Freelabs.it – Il “Gruppo dei 77″, in rappresentanza della maggior parte dei paesi in via di sviluppo al mondo, esorta gli Stati Uniti ad aderire al protocollo di Kyoto e di impegnarsi a ridurre le emissioni come molti altri paesi industrializzati hanno già fatto.
«Sarebbe “Imbarazzante per gli USA non entrare a far parte della soluzione per salvare l’umanità» – G-77.

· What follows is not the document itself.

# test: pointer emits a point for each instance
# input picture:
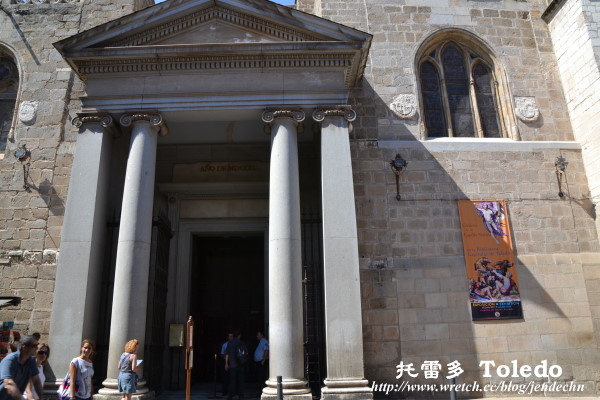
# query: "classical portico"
(197, 66)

«Gli Stati Uniti sono da sempre i maggior emettitori di CO2, una riduzione del 4% non aiuterà a salvare il clima, è necessario quindi che l’America aderisca al protocollo di Kyoto» – Lumumba Stanislaus Di-Aping in una conferenza stampa – «Questa è una sfida che il presidente Barack Obama deve affrontare come vincitore di un premio Nobel e come un sostenitore di una società globale multilaterale.» Aggiunge Di-Aping.
Bernarditas Muller, membro del G-77 per la Cina in relazione all’AWG-LCA (Ad Hoc Working Group on Long-Term Cooperative Action), ha insistito per porre i fondi raccolti sotto il controllo dell’ONU. Muller ritiene che, essendo i finanziamenti destinati ad aziende private, si possano verificare conflitti d’interessi. L’ONU avrebbe il compito di distribuire i fondi raccolti all’interno della comunità in via di sviluppo, sempre basandosi sul Protocollo di Kyoto.